Bella, belli, bello, bellum, bello…
If that makes sense to you, then welcome to Fr. Henle’s First Year Latin Course. My homeschooled kids are currently knee-deep in Henle Latin which means that I, their teacher, am currently ankle deep in Henle Latin. Never fear, though, because I have taken this exact course before and I actually seem to remember much of it. That is… until we get to verbs. Then, they’re on their own. Oh well, at least maybe this time I’ll find out why the slaves of the Galls do not praise Mary. Frankly, if they don’t praise Mary, they should be shot.

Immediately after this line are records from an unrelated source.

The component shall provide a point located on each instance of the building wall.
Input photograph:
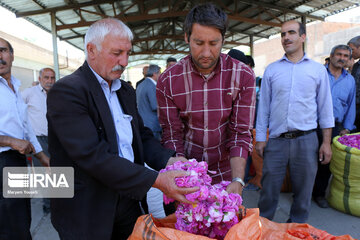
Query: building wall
(320, 38)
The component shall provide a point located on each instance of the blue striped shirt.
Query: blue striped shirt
(294, 96)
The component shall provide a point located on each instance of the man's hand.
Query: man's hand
(259, 147)
(44, 160)
(325, 153)
(22, 146)
(234, 187)
(173, 160)
(166, 183)
(325, 148)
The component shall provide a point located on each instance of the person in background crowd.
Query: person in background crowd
(343, 94)
(327, 61)
(130, 83)
(144, 73)
(16, 139)
(147, 106)
(94, 127)
(35, 98)
(170, 61)
(207, 100)
(292, 116)
(146, 100)
(354, 44)
(250, 61)
(237, 54)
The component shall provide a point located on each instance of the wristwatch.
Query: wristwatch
(239, 180)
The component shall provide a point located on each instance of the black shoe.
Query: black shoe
(321, 202)
(46, 209)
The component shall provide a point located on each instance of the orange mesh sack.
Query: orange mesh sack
(251, 227)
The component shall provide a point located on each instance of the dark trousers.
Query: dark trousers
(15, 213)
(127, 212)
(43, 140)
(323, 174)
(301, 155)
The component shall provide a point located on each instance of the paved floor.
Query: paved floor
(330, 220)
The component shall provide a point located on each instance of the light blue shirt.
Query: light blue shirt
(14, 120)
(122, 121)
(294, 96)
(343, 93)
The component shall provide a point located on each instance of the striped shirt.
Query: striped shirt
(208, 118)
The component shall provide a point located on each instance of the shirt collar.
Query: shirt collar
(116, 84)
(152, 80)
(215, 70)
(305, 57)
(41, 88)
(14, 81)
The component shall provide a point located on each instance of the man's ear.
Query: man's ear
(92, 50)
(186, 38)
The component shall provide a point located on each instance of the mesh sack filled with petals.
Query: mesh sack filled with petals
(215, 210)
(352, 140)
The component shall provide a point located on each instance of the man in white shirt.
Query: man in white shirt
(35, 98)
(16, 139)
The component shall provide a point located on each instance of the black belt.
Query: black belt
(295, 134)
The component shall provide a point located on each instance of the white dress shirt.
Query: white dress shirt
(35, 98)
(14, 121)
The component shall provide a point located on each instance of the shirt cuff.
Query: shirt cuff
(37, 147)
(180, 155)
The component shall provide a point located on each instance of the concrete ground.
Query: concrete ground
(330, 220)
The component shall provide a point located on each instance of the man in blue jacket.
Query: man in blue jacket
(146, 100)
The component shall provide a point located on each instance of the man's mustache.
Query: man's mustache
(118, 68)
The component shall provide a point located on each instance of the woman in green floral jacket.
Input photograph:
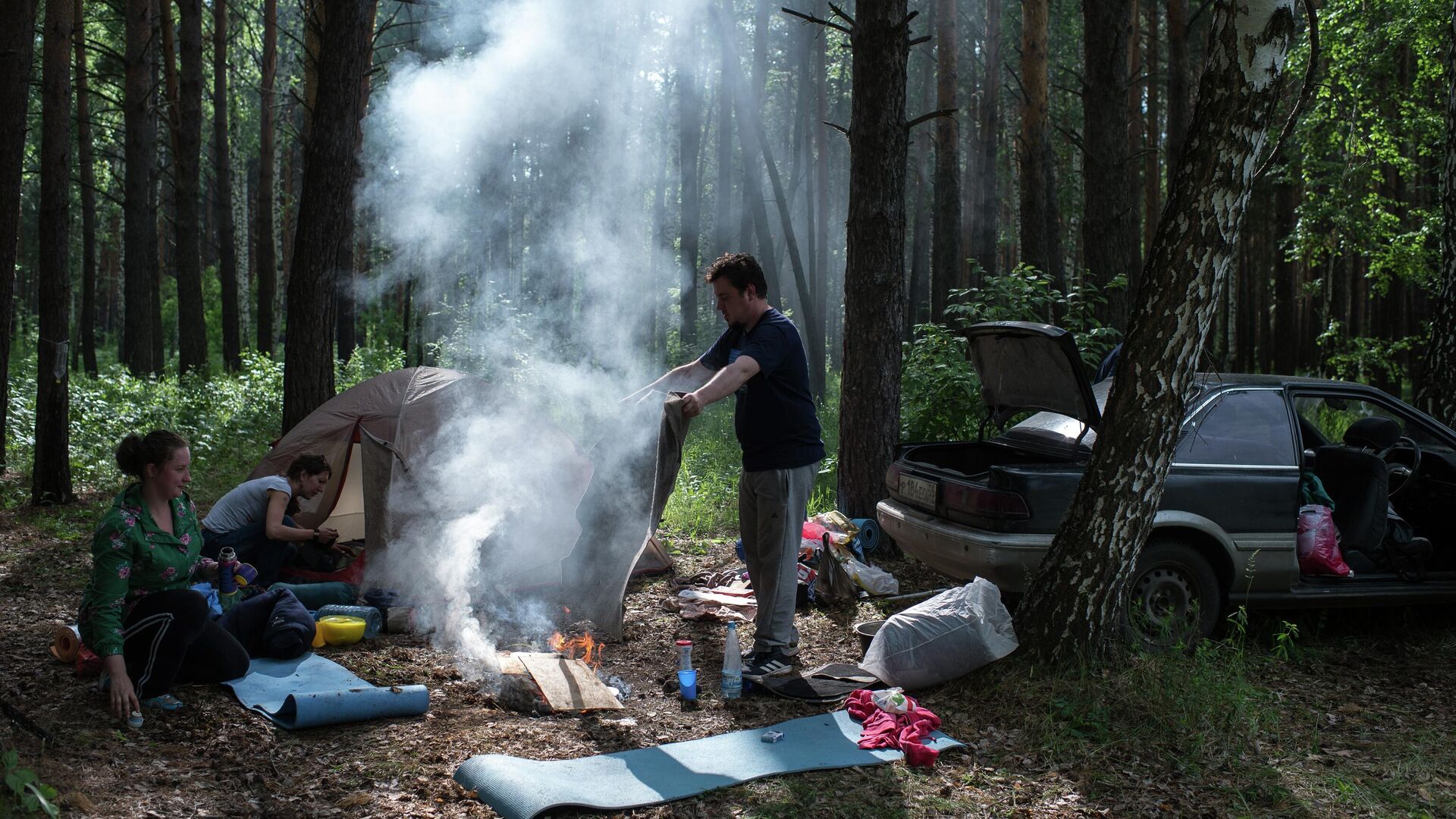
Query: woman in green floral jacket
(139, 613)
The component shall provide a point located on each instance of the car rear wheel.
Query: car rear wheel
(1175, 598)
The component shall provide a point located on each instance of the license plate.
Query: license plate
(918, 491)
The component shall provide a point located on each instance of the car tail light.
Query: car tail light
(986, 503)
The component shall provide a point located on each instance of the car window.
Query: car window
(1239, 428)
(1331, 416)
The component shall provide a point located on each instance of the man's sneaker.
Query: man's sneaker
(769, 664)
(791, 651)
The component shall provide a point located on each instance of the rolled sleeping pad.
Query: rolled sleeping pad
(318, 595)
(870, 534)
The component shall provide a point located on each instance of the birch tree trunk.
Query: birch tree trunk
(1438, 392)
(52, 472)
(1075, 607)
(874, 256)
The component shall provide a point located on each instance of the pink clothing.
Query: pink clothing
(903, 732)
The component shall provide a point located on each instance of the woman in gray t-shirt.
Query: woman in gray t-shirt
(253, 518)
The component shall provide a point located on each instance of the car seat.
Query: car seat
(1359, 483)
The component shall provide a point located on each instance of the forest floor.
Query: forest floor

Dr. Mazza (again) for the Win!
This past Thursday evening I listened in to a webinar featuring the amazing Dr. Ed Mazza. Dr. Mazza did what Dr. Mazza does best. He explained the Bergoglian antipapacy. I wonder if Mazza every thought, years ago, that this would be his life now. And yet, here we are. Men like Mazza, women like Barnhardt… They are simply using their intellects and the grace God has given them to testify to the Truth. It does not matter how many millions think that Jorge is the Vicar of Christ. Some things cannot be unseen. I decided a while ago (after reading what they both, and others, had to say) that I could remain silent no longer. We (dare I include myself) are making progress. Gradually more and more voices are speaking up. If you are unsure to what I refer, watch this interview with John Henry Westin.
See You in September
Growing up in the shadow of Manhattan and having been homeschooled, I spent a lot of time as a youngster in (what was) the greatest city in the world. One Wednesday a month, my mom would take my younger sister and me into the City to toy around. It was our “culture” class. We’d see a Broadway show, grab lunch at Sardi’s, and take in the sights and sounds of the Big Apple. It was magnificent. I learned some of my favorite words in Times Square (pre-Giulliani). One of the shows we saw was the colonial-era musical 1776 which tells the story of the drafting of the Declaration of Independence. The show, originally staged in 1969, was composed by Sherman Edwards. He never wrote another musical in his life. He did however write a pop song in the 1960’s. Turns out old Mr. Edwards was a high school history teacher. Every June he would lament that his students would go off for the summer so he sat down and composed the song See You in September. It’s catchy.
Presumably, he would return in September and be clobbered with “Bella, belli, bello, bellum, bello”…
And then he died.
Look, if Paul Harvey could pull that “rest of the story” nonsense, I can end things like they do in real life. With death.
St. Augustine and St. Monica, pray for us!